Table 3. Sensing performance of the PVA–PAA–MXene composites.

Name	Sensitivity to Noise (1/°)	Mean Absolute Angle Error (°)	Standard Deviation (°)
PVA–PAA	1.14	0.0034	0.003
PVA–PAA–0.07MX	3.52	0.0011	0.001
PVA–PAA–0.14MX	4.36	0.0002	0.0003
PVA–PAA–0.28MX	3.90	0.0016	0.002

. The combination of sub-millidegree resolution and sub-microradian stability underscores the sensor’s capability for highly reliable angle reconstruction and should enable applications in biomechanical monitoring such as high-precision tracking of joint movements.

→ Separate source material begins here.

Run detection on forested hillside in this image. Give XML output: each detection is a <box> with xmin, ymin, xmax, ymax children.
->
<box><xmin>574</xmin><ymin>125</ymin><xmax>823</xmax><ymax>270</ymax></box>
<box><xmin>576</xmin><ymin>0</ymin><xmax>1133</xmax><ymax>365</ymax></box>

Under a constant bias voltage (6 V), the bending-induced current change reflects the variation in the sample’s equivalent resistance ($I=V/R$). The pristine PVA–PAA hydrogel is very soft and its electrical conduction is dominated by aqueous/ionic pathways; therefore, at the same bending angle it is more prone to pronounced local compression and microstructural rearrangement. This leads to a shortened effective conductive path length, an increased effective conductive cross-sectional area, and improved connectivity of water/ion transport channels, resulting in a larger decrease in resistance and thus a larger increase in current. In contrast, after introducing MXene, the 2D nanosheets act as rigid fillers and “anchoring” sites that reinforce and stabilise the polymer network. These suppress chain slippage, pore collapse, and water-phase migration during bending, thereby improving structural recovery upon bending and release. As a result, the deformation-induced modulation of the equivalent resistance is reduced, the current response becomes more symmetric, and the overall response amplitude decreases, especially at higher MXene loadings.

4. Conclusions

We have demonstrated 3D DLP of highly flexible and biocompatible low weight % MXene–PVA–PAA composites suitable for high-precision biomechanical sensing. We first synthesized the MXene nanosheets by etching the Ti₃AlC₂ MAX phase with LiF/HCl. The free-standing MXene membranes have the ability to control ion transport via surface charge and electrochemical measurements of harvested electric power density show 6.79 W · m⁻² of osmotic energy conversion. These MXene sheets were then mixed with hydrophilic PVA–PAA polymers to formulate printable inks with MXene concentrations in the range of 0.07–0.28 wt%. DLP was used to fabricate dogbone-patterned MXene–hydrogel copolymer composites which were subjected to repeated bending tests and evaluated for their performance as biomechanical sensors. The low wt% MXene–PVA–PAA composites demonstrate high mechanical flexibility and high precision for sensing acute bending angles. Further work will focus on improving the mechanical properties (Young’s modulus and tensile strengths) while retaining the electromechanical sensing performance and evaluating performance in real-world biomechanical applications such as the highly precise tracking of joint movements.